While his dad handled things round the ranch and kept an eye on his talented son, Steve Milligan had never really competed in rodeo. Mom, Tammy, didn’t either, though she enjoys riding horses and even making runs on a barrel racing pattern. Tyler is the first of his family to do so. His mom – a dermatologist – was the hardest on him, he said, and even got him out of his comfort zone while competing in rodeo as a youngster.
“My mom made me tie goats all the time,” Milligan said, still sounding a bit embarrassed by it. “Looking back on it, I’m fortunate because it taught me some things I still use now, but I hated doing it when I was a kid.”
He still has his folks, who are now divorced, but he doesn’t see either of them as much now that he’s living in Texas. Tammy is the type that prays for her son, while Steve will be the one who would drop what he’s doing to help Tyler if the occasion were to come up. Milligan also has a family on the road, as rodeo cowboys do, in traveling partner Hunter Herrin, an 11-time NFR qualifier.
“Hunter knows what’s going on and helps in so many different ways,” Milligan said. “I always try to go with somebody who knows more than I do. When I first went out on the road, I went with Trent Creager, Caddo Lewallen and Timber Moore. I’m still trying to figure out what to do.
“I try to learn as much as I can, because before long I’m going to have to do it myself.”
As with every man who has saddled a horse for competition, he has gold buckle dreams and plans to do this for years to come. He wants to be at an elite level as long as he possibly can.

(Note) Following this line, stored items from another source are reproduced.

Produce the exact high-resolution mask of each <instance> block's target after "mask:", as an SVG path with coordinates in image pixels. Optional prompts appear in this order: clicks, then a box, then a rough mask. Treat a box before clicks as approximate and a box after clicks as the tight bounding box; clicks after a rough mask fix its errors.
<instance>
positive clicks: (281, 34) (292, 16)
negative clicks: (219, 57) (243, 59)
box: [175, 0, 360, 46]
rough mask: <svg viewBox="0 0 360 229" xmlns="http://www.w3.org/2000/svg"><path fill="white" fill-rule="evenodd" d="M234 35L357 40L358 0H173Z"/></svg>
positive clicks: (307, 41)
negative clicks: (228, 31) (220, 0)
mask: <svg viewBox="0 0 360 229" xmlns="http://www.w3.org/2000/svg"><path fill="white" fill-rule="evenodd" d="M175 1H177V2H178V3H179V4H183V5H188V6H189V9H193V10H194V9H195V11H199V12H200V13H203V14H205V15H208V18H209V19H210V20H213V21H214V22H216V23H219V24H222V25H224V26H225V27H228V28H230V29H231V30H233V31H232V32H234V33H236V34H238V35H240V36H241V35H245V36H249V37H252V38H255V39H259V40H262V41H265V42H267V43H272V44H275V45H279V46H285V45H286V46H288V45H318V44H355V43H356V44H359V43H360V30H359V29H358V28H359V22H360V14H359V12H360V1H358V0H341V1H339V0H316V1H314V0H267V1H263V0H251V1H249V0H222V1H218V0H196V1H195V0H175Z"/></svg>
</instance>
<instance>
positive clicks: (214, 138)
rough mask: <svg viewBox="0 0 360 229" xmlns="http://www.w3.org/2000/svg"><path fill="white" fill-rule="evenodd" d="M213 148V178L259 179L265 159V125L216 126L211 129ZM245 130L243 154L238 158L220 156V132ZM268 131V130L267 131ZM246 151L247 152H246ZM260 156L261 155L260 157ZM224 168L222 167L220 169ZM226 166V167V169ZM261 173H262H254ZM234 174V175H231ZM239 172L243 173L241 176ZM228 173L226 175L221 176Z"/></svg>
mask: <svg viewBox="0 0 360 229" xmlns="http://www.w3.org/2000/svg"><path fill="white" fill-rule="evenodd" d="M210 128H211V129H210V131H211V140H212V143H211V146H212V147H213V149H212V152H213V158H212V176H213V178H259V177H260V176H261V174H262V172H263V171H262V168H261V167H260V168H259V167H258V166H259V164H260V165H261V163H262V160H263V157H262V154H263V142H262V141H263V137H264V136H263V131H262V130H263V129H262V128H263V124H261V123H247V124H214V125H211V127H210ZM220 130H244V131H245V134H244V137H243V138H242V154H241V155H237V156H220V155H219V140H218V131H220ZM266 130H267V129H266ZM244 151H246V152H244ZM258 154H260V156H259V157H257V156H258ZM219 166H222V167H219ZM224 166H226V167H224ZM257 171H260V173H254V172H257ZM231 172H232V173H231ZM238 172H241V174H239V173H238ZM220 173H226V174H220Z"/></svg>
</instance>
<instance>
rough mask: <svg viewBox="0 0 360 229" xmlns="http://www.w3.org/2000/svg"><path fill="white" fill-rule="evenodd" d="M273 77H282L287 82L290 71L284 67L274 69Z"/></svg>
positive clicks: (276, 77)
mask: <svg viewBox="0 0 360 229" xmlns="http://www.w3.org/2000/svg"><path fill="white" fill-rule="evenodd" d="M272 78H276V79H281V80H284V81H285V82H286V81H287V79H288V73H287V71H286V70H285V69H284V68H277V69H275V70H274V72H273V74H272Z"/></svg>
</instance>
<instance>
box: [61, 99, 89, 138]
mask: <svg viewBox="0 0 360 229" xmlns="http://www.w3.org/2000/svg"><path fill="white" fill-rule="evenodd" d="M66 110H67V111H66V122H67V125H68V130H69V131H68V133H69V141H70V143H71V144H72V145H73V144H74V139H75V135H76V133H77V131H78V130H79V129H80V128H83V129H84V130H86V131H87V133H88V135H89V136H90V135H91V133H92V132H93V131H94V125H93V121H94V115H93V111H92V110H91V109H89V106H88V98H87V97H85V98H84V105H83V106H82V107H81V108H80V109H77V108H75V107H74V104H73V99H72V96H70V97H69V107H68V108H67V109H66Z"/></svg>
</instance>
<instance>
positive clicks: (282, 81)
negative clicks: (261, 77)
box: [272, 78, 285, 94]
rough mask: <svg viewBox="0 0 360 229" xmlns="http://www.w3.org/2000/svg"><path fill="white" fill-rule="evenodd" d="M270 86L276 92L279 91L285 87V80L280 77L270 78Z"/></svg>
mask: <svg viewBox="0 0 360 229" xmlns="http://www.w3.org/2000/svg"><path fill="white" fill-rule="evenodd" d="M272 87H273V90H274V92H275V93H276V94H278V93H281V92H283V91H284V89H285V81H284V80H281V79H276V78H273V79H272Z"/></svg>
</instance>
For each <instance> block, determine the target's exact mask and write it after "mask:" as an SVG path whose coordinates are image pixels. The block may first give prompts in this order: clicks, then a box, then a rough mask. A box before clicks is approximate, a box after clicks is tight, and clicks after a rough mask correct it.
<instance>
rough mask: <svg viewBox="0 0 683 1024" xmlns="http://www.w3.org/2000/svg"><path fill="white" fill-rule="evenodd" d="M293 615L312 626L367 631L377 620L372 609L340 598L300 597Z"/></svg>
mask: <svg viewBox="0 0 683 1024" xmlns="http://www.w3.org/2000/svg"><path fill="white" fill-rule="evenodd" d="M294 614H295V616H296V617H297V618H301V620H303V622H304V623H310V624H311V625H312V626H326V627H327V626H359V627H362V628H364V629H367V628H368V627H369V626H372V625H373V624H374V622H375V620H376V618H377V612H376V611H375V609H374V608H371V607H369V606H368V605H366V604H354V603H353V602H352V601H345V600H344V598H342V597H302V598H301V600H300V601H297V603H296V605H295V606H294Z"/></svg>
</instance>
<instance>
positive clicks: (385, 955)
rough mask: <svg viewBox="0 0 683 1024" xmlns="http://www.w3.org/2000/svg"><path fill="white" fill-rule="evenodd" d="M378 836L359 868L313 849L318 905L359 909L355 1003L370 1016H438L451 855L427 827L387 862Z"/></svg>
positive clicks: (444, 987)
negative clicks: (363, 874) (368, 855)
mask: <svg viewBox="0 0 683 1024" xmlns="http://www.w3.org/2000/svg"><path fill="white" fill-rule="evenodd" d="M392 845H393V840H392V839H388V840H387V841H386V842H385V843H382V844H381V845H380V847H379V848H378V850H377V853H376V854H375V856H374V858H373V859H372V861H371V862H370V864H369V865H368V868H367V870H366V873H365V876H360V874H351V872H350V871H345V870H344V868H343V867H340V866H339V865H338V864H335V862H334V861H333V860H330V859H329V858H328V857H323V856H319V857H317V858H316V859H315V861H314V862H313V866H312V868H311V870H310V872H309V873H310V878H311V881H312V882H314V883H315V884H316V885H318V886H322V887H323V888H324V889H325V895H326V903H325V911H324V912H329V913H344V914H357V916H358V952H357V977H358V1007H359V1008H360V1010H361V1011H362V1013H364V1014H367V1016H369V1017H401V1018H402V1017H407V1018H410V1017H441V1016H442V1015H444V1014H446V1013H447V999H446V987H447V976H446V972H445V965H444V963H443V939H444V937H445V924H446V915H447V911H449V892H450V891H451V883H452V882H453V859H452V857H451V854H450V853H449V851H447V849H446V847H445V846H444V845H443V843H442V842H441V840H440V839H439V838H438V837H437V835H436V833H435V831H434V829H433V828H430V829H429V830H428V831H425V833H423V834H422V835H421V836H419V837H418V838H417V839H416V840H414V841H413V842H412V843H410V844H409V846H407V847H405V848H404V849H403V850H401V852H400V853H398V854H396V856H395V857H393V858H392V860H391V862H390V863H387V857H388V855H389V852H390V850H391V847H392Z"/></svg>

“Winning the gold buckle is so hard to do, because there are lots of guys that rope so good,” he said. “You have to have stuff go your way, and you have to keep trying … especially at the finals.”
Milligan kicked off his ProRodeo career in 2017 and was named the top rookie. A year later, his season was highlighted by a $56,000 victory at RodeoHouston. He’s made the NFR twice and has won rounds there, but his greatest accomplishment came just a few weeks ago at a rodeo he didn’t even win.
“My biggest accomplishment was finishing second at Houston this year,” Milligan said. “I won it in ’18, but before the final four-round this year, I got a little emotional. At one point in time, I lost all my confidence and thought I’d never be back in that position again.
“Even though I didn’t win, it was the most-proud I’ve been.”